What are the impediments to these large-scale efforts in genomics, imaging and clinical neuroscience? These projects are costly. They require a broad and systematic effort that is not entirely hypothesis-driven. And they require the coordinated efforts of several laboratories. With NIH budgets predicted to grow at roughly 3% each year in the near future, an investment in a large-scale project means less funding for single-laboratory, hypothesis-driven, R01-type projects. Although we have been searching for the correct balance between large-scale and small-scale science, we recognize that these ambitious projects have the capacity to help both. If the Human Genome Project is an indication, we can expect that some of the large-scale efforts described above will be especially enabling for small laboratories. For instance, a laboratory using a single knock-out strain could begin to access scores of relevant strains from a public repository of transgenic mice. A modest-sized neuroanatomy laboratory could use a comprehensive transcriptional map of the mammalian brain to investigate a broad range of colocalized mRNAs or to map diverse proteins. Of course, the key to using large repositories and databases is public access. Large-scale science is only worth the investment if it enables progress from a broad community of scientists.

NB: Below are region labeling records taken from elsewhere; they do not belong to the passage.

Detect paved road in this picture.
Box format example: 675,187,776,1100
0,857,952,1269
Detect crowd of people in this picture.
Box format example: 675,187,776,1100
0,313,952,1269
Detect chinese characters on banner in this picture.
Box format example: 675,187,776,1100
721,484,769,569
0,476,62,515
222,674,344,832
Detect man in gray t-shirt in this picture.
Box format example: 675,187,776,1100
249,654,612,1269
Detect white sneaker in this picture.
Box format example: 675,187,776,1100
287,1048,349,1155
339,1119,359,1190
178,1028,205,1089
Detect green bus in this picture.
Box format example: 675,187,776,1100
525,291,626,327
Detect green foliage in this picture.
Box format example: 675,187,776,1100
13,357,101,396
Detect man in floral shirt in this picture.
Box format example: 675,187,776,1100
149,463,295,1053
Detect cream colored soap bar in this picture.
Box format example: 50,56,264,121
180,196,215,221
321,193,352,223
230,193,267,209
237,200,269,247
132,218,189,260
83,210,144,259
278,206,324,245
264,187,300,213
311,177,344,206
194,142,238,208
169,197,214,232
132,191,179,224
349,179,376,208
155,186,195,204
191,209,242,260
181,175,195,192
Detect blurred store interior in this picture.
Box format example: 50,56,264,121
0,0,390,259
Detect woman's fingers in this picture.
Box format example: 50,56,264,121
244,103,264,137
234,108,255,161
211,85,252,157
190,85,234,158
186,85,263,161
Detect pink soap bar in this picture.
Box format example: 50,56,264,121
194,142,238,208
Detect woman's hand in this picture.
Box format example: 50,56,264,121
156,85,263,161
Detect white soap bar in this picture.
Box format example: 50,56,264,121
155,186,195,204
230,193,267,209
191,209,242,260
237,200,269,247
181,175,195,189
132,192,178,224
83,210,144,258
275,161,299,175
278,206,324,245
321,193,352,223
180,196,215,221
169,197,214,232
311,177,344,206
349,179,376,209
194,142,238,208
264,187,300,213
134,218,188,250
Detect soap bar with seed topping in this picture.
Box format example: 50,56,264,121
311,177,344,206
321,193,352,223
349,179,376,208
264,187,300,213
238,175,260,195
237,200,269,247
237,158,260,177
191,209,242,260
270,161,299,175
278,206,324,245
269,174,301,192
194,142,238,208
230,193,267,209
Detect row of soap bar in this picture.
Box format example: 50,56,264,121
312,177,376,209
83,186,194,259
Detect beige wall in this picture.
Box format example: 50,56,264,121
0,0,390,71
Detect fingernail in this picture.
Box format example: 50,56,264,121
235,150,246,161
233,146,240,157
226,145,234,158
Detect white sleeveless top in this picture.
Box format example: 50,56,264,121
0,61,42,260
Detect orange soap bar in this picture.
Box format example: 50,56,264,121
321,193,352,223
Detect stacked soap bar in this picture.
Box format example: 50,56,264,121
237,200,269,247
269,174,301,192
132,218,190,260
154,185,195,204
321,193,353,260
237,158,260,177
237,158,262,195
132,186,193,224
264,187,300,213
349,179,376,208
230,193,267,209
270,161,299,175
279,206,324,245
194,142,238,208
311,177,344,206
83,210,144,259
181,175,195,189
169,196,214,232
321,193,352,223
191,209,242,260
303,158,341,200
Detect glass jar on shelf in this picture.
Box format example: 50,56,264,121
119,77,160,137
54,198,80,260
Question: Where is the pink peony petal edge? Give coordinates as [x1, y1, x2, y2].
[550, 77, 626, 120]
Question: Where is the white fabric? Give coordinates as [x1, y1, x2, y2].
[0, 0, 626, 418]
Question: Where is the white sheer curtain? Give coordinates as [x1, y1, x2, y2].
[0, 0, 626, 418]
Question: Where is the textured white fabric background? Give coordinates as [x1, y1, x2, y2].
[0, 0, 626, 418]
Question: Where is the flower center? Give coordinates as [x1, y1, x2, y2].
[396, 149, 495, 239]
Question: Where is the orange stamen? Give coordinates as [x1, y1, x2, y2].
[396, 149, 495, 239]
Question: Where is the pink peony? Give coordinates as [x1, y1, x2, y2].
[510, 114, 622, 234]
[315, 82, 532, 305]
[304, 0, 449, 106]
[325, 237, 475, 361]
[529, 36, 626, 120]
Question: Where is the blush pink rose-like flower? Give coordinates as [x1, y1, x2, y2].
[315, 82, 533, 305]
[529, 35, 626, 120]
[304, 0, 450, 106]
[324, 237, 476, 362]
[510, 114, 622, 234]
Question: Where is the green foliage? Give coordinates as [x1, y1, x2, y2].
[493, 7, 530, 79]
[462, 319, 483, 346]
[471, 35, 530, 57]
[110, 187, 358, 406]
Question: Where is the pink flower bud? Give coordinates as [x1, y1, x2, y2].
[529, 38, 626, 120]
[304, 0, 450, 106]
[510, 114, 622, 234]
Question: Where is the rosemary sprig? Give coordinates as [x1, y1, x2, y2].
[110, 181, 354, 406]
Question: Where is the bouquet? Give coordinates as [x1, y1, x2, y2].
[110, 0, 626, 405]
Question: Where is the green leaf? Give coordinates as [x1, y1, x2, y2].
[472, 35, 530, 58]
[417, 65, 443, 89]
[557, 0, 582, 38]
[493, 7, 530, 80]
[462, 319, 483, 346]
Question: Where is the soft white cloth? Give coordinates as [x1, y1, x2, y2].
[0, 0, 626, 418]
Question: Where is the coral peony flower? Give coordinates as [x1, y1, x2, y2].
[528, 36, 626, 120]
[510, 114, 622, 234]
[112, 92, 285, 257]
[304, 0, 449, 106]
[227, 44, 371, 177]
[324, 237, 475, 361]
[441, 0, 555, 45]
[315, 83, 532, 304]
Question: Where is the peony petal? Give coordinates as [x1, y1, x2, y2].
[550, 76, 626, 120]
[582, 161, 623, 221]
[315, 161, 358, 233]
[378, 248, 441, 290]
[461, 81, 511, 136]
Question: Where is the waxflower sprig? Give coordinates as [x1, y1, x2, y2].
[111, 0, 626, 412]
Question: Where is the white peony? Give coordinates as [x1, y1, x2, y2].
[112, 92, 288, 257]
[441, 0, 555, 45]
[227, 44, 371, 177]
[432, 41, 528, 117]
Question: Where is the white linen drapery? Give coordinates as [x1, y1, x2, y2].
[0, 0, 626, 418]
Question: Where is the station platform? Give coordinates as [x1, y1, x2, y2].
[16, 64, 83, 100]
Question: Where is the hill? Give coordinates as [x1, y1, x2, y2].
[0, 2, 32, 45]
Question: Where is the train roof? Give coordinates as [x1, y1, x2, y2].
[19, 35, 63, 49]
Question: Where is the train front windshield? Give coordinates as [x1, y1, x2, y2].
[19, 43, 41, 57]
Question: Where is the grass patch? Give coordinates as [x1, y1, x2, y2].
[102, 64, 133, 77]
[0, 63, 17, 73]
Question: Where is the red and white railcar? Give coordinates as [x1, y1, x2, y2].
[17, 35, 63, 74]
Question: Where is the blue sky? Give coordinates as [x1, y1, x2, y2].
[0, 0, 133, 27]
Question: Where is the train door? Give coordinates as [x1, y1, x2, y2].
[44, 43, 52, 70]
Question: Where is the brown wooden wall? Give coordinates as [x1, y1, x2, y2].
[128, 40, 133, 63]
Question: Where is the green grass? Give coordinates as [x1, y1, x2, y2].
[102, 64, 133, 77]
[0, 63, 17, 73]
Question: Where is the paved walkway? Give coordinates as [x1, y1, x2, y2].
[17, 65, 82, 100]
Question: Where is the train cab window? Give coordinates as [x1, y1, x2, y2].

Alberts was right, small science is good science. It is equally true, however, that at this point in the history of neuroscience, large-scale research promises to deliver the enabling tools for both small and large laboratories to address some of the most challenging questions in brain structure and function. Indeed, with proper coordination and integration of resources, 'small science' is not incompatible with large-scale research; in fact, small laboratories could be an integral part of large-scale efforts. This special focus issue of Nature Neuroscience provides a good introduction to this promise. We look forward to the full delivery of high-throughput neuroscience over the next few years.